The implications of elevated MEP with CPAP use are significant. The upper limit
of normal MEP is considered by many to be between 50 and 100 daPa. These
pressures are easily surpassed by CPAP use. Unfortunately, because the prevalence of
sustained positive MEP is very low and most middle ear disease is associated with
negative pressure, studies evaluating the effects of positive MEP are scarce. Ostegard
et al. identified 13 of 750 (1.7%) patients with ear complaints who had MEP greater
than 49 daPa while awake [7]. In patients with positive MEP, the most common
complaints were otalgia, ear fullness, and pharyngitis. TM erythema and decreased
mobility, as well as otitis media were noted in most of these patients. Only two
patients exhibited a mild conductive hearing loss [7]. A study conducted in guinea
pigs demonstrated that elevating MEP with air up to 250 daPa had no effect on
auditory threshold measured by auditory brainstem response (ABR) [8]. While it
appears that hearing is likely not significantly affected in most individuals, there have
been rare reports of tympanic membrane rupture, pneumocephalus, and tension
pneumocranium with CPAP use [9-12]. Although rare, these findings should prompt
caution with CPAP use following head trauma, rhinologic or otologic surgery, and
particularly following intradural skull base procedures.

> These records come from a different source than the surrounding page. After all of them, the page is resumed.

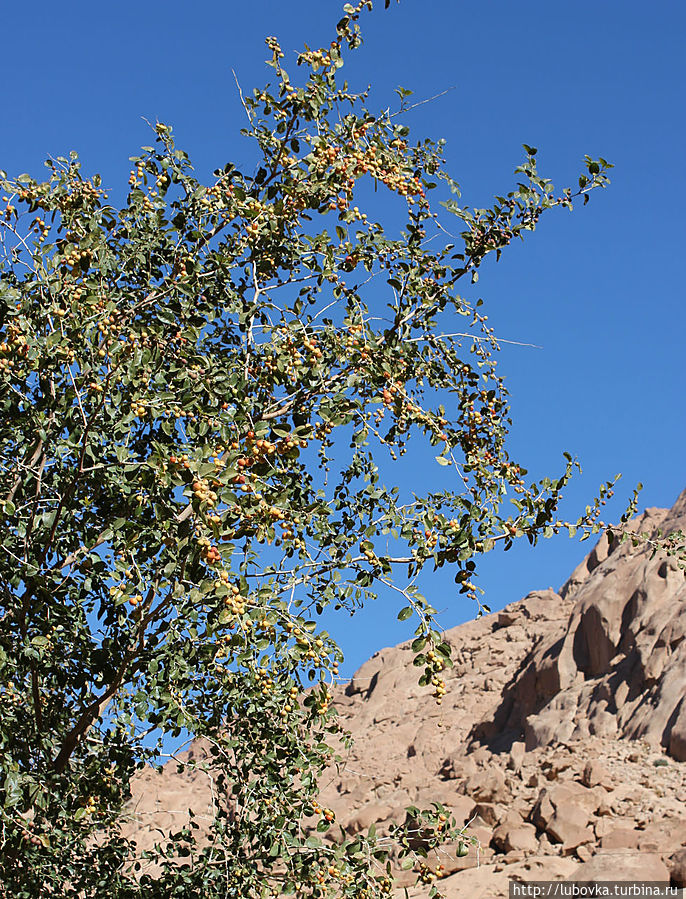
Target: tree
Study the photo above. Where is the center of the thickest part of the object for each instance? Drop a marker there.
(197, 391)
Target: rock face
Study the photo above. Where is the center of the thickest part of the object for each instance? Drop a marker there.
(617, 667)
(561, 740)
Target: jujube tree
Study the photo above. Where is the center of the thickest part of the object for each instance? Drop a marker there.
(203, 392)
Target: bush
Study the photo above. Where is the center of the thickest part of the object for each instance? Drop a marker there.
(198, 392)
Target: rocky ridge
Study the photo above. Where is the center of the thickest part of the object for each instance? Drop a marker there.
(560, 743)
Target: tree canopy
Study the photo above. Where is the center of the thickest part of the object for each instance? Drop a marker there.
(204, 393)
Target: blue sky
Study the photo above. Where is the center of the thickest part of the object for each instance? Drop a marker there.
(599, 290)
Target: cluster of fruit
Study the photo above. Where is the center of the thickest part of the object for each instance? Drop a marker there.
(234, 601)
(203, 493)
(14, 349)
(208, 551)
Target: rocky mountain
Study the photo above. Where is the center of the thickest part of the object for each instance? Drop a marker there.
(560, 744)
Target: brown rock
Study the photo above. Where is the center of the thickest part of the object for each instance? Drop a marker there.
(488, 786)
(606, 865)
(596, 774)
(677, 868)
(515, 838)
(621, 838)
(366, 816)
(566, 827)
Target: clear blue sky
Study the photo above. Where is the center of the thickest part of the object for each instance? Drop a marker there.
(600, 290)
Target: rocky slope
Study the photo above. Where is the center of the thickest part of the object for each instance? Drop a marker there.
(561, 740)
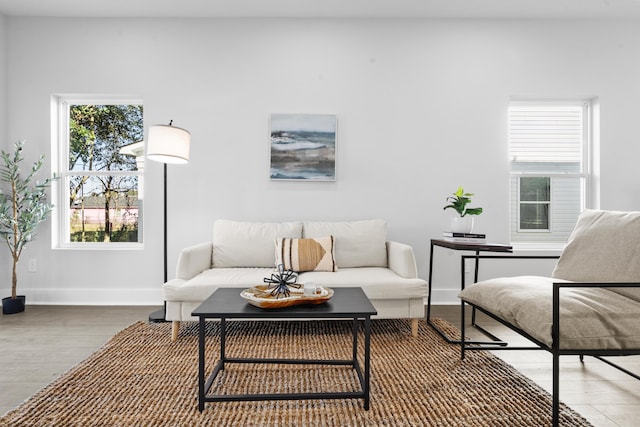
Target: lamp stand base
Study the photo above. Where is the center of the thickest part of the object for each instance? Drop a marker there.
(157, 316)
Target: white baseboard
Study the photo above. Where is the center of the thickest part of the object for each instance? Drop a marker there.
(114, 296)
(153, 297)
(445, 296)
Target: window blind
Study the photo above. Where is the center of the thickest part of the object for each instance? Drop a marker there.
(550, 134)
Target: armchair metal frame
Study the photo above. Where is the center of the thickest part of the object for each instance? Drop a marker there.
(555, 349)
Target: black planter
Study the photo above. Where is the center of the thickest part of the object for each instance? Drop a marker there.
(13, 306)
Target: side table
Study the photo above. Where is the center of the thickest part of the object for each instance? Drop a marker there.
(463, 246)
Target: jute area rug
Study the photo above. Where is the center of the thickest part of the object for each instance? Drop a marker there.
(141, 378)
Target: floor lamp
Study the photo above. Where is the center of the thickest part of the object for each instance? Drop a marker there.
(167, 144)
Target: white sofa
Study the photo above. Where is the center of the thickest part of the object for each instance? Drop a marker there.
(242, 254)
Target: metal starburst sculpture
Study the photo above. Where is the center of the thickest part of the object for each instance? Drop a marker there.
(280, 282)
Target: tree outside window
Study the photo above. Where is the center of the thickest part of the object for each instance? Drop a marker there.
(101, 184)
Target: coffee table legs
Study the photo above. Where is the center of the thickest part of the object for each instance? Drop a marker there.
(205, 384)
(367, 365)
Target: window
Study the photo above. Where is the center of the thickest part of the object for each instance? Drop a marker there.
(99, 156)
(549, 151)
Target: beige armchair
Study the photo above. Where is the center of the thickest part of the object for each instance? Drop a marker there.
(589, 306)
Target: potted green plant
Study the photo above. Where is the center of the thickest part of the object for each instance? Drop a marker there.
(23, 206)
(459, 201)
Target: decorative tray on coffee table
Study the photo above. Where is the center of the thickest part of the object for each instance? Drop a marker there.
(260, 296)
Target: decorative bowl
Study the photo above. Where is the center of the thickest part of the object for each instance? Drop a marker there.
(260, 296)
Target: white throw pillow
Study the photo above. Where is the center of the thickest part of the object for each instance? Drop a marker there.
(603, 247)
(248, 244)
(358, 243)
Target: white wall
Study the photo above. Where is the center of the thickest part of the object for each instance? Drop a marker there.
(421, 109)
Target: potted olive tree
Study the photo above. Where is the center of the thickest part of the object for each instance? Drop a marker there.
(463, 222)
(23, 206)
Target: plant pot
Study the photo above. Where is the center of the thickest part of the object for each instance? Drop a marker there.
(462, 224)
(13, 306)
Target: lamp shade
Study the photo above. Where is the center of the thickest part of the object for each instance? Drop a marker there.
(168, 144)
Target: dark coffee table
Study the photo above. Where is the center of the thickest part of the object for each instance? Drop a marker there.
(226, 303)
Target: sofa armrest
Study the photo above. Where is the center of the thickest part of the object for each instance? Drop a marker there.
(401, 260)
(194, 260)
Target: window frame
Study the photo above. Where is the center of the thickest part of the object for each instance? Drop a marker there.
(588, 185)
(520, 202)
(61, 214)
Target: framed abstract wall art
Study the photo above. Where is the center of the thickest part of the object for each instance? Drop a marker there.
(303, 147)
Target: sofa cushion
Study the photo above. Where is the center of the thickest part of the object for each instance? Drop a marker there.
(357, 243)
(315, 254)
(590, 318)
(248, 244)
(376, 282)
(201, 286)
(603, 247)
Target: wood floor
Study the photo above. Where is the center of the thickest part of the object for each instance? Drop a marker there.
(45, 341)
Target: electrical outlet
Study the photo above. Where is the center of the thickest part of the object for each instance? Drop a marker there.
(469, 265)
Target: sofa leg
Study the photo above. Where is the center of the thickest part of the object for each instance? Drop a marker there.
(175, 328)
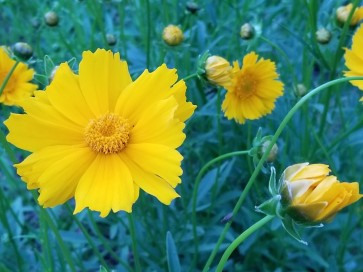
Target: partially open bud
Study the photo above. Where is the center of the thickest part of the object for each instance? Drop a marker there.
(247, 31)
(343, 12)
(218, 71)
(111, 39)
(51, 18)
(306, 195)
(22, 50)
(323, 35)
(173, 35)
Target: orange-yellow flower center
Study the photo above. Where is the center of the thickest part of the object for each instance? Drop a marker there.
(107, 134)
(246, 85)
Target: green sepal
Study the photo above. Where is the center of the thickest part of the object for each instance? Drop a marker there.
(271, 206)
(290, 226)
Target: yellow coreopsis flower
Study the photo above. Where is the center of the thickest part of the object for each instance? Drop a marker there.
(218, 71)
(253, 90)
(173, 35)
(354, 59)
(18, 86)
(311, 196)
(344, 11)
(99, 136)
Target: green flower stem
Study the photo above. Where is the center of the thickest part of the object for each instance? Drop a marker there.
(134, 243)
(337, 56)
(87, 236)
(244, 235)
(190, 76)
(65, 251)
(8, 76)
(195, 192)
(264, 157)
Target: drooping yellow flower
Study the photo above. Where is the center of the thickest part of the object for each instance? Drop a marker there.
(218, 71)
(99, 136)
(314, 197)
(354, 59)
(254, 89)
(173, 35)
(344, 11)
(18, 87)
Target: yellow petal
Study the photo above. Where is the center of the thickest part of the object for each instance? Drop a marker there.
(157, 159)
(102, 79)
(150, 183)
(59, 180)
(107, 184)
(33, 134)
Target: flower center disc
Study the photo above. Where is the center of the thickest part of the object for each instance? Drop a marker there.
(246, 85)
(107, 134)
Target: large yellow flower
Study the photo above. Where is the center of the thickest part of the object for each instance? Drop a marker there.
(99, 136)
(354, 59)
(254, 89)
(18, 87)
(312, 196)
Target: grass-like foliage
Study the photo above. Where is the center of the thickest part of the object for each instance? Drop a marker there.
(288, 103)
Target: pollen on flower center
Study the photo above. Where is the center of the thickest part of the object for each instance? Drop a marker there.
(246, 85)
(107, 134)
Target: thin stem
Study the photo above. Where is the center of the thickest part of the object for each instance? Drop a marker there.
(244, 235)
(195, 193)
(134, 243)
(190, 76)
(8, 76)
(264, 157)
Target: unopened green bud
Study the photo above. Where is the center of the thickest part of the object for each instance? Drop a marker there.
(51, 18)
(323, 35)
(22, 50)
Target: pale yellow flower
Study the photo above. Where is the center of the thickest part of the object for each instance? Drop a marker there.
(253, 90)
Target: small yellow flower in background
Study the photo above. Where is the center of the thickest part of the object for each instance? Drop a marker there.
(218, 71)
(18, 87)
(314, 197)
(253, 90)
(342, 14)
(99, 136)
(354, 59)
(173, 35)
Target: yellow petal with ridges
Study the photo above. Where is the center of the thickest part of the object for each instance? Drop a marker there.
(150, 183)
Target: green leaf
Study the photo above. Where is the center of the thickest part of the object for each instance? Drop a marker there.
(172, 254)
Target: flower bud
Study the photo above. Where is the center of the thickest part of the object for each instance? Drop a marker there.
(192, 7)
(247, 31)
(22, 50)
(111, 39)
(51, 18)
(323, 35)
(310, 196)
(218, 71)
(173, 35)
(343, 12)
(273, 152)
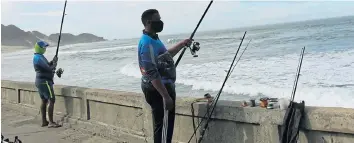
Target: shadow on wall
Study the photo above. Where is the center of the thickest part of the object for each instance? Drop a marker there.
(68, 101)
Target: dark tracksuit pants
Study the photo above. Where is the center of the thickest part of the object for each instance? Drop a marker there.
(153, 97)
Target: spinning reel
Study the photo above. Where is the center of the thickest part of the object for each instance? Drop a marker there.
(195, 47)
(59, 72)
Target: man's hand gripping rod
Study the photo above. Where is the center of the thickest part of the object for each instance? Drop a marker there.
(195, 46)
(60, 70)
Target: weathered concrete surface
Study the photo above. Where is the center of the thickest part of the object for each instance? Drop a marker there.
(125, 116)
(27, 128)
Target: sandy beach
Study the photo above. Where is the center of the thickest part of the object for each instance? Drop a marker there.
(10, 49)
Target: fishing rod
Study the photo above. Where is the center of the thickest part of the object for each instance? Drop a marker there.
(60, 70)
(61, 27)
(222, 87)
(297, 74)
(286, 135)
(218, 95)
(195, 46)
(195, 128)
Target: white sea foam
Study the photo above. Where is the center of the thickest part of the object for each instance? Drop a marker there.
(274, 77)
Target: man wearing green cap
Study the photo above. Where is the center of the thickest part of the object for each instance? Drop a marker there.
(44, 82)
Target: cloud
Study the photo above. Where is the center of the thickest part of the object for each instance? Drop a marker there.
(48, 13)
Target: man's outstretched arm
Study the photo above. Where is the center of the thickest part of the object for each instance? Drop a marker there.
(176, 48)
(149, 68)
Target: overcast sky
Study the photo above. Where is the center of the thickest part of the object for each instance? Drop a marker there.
(121, 19)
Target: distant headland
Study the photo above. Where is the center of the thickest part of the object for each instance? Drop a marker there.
(12, 36)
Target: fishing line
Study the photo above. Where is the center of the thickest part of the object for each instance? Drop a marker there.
(61, 26)
(218, 95)
(60, 71)
(192, 108)
(195, 48)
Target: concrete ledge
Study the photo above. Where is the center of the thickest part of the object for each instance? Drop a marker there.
(126, 116)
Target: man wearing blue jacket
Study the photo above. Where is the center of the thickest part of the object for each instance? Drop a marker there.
(158, 73)
(45, 72)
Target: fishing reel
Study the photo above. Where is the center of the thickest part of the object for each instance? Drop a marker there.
(59, 72)
(195, 47)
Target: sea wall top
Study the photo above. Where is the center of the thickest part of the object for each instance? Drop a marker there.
(230, 120)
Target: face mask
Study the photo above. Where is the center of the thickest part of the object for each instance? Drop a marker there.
(157, 26)
(38, 49)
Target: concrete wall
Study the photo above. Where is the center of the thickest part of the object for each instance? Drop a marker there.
(126, 117)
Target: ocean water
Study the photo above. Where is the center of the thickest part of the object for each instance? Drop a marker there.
(267, 68)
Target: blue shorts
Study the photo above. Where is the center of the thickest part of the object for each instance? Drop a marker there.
(46, 90)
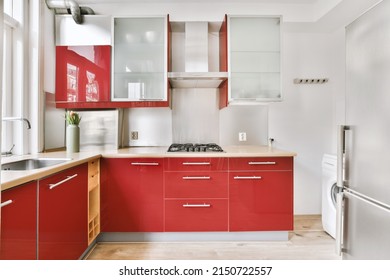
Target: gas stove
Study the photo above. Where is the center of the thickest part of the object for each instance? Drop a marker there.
(189, 147)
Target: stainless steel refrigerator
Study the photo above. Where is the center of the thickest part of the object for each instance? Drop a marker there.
(363, 209)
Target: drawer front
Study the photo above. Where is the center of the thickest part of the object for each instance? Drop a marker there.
(196, 215)
(196, 184)
(261, 163)
(196, 164)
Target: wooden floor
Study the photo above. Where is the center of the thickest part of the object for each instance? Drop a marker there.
(308, 241)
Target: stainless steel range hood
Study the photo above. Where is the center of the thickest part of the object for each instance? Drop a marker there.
(196, 60)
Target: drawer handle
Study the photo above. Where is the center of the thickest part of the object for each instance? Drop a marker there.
(52, 186)
(261, 162)
(196, 177)
(196, 163)
(5, 203)
(247, 177)
(145, 163)
(204, 205)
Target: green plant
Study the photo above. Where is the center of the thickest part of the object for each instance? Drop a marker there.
(72, 117)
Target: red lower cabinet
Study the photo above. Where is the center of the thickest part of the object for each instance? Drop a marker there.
(196, 215)
(132, 195)
(19, 223)
(261, 201)
(63, 214)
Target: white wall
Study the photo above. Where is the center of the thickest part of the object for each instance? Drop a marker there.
(305, 122)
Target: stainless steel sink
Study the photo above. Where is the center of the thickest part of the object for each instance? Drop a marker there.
(33, 163)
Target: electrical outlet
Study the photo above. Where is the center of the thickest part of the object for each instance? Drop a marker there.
(242, 136)
(134, 135)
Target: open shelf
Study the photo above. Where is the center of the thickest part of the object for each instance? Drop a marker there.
(93, 200)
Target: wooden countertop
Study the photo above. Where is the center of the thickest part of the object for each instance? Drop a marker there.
(10, 179)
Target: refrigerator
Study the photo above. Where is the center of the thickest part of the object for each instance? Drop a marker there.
(363, 206)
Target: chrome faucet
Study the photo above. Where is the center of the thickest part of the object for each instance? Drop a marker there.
(18, 119)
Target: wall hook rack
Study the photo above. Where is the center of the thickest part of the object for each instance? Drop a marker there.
(311, 81)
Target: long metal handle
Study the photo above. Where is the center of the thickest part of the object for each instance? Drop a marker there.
(339, 222)
(52, 186)
(196, 163)
(145, 163)
(5, 203)
(196, 177)
(204, 205)
(247, 177)
(340, 155)
(261, 162)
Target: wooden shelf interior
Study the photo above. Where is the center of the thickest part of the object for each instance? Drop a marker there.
(93, 200)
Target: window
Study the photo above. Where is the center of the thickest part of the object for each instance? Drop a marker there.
(13, 87)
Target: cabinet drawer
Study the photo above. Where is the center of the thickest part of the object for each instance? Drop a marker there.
(196, 215)
(196, 184)
(261, 163)
(195, 164)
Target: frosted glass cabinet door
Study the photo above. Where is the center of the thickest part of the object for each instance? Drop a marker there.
(254, 58)
(140, 59)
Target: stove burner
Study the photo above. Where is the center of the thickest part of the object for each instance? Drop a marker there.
(189, 147)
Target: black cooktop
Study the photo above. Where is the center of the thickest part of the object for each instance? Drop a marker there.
(189, 147)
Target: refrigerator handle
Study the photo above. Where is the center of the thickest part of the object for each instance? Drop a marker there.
(339, 222)
(340, 155)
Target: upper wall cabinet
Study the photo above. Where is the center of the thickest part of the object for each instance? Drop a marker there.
(254, 58)
(83, 62)
(140, 60)
(83, 76)
(95, 31)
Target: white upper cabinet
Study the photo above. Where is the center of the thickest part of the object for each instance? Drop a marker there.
(254, 58)
(140, 59)
(95, 31)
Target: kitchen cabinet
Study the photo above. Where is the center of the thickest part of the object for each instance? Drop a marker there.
(132, 195)
(140, 61)
(261, 194)
(254, 58)
(63, 214)
(19, 222)
(83, 76)
(83, 62)
(93, 200)
(196, 194)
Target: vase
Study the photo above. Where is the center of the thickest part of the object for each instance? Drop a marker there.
(72, 138)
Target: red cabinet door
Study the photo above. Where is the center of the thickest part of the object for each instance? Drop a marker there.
(261, 200)
(196, 215)
(83, 75)
(19, 223)
(132, 195)
(63, 214)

Finally, it is worth discussing the potential therapeutic role of CPAP in patients
with chronic ear disease. ET dysfunction with resultant chronic negative MEP is the
principle mechanism behind chronic otitis media. Two studies have examined the
long-term effects of CPAP on MEP [13,14]. Aksoy et al. compared the awake MEPs
of 51 patients with OSA using CPAP for at least six months to 48 control subjects
that did not use CPAP and found that there no significant difference between groups
[13]. In contrast, Sivri and colleagues compared awake MEPs of 78 patients with
OSA and not using CPAP and found a significant increase in MEP in the group using
CPAP [14]. In addition, the increase in mean MEP in the CPAP group was directly
proportional to the pressure level of CPAP prescribed. There was also a significant
number of patients that converted from a type B or C tympanogram to a type A
configuration, and four of five TM retractions resolved following six month of CPAP
use [14]. Similarly, Yung demonstrated the potential benefit of CPAP for treatment of
TM atelectasis, showing that a single CPAP session at 10 cm H2O reinflated two-
thrids of atelectasis TMs [15].
In closing, we wish to acknowledge several strengths an limitations of current
study. To the author’s knowledge, this is the first study to investigate normal
physiologic MEP during sleep and how this is altered with CPAP use. While middle
ear physiology has been extensively analyzed in awake individuals, studies evaluating
MEP during sleep are lacking despite the fact the average individual sleeps nearly a
third of their lifetime. Second, by performing tympanometry during
polysomnography, the authors could study the effects of duration of sleep on MEP in
a controlled setting, through monitoring of the sleep-wake cycle and arousals. The
primary weakness of the current study is the limited number of patients. Studying
each subjects during overnight polysomnography proved to be costly and time
intesive, which limited prospective enrollment. However even with ten patients, the
primary outcomes of the study were found to be highly statistically significant.
Additionally these data were collected on subjects without a history of ET
dysfunction; therefore our findings may not directly apply to patients with chronic ear
disease. Future studies will be needed to determine if these observations also hold
true for subjects with ET dysfunction.

5. Conclusion
Middle ear pressure rises proportionately with duration of sleep. Furthermore,
increasing CPAP levels result in predictable supraphysiologic elevations in MEP.
Further research is needed to examine the long-term consequences of CPAP use
on the middle ear and the potential therapeutic benefits for patients with tympanic
membrane retraction and chronic ear disease.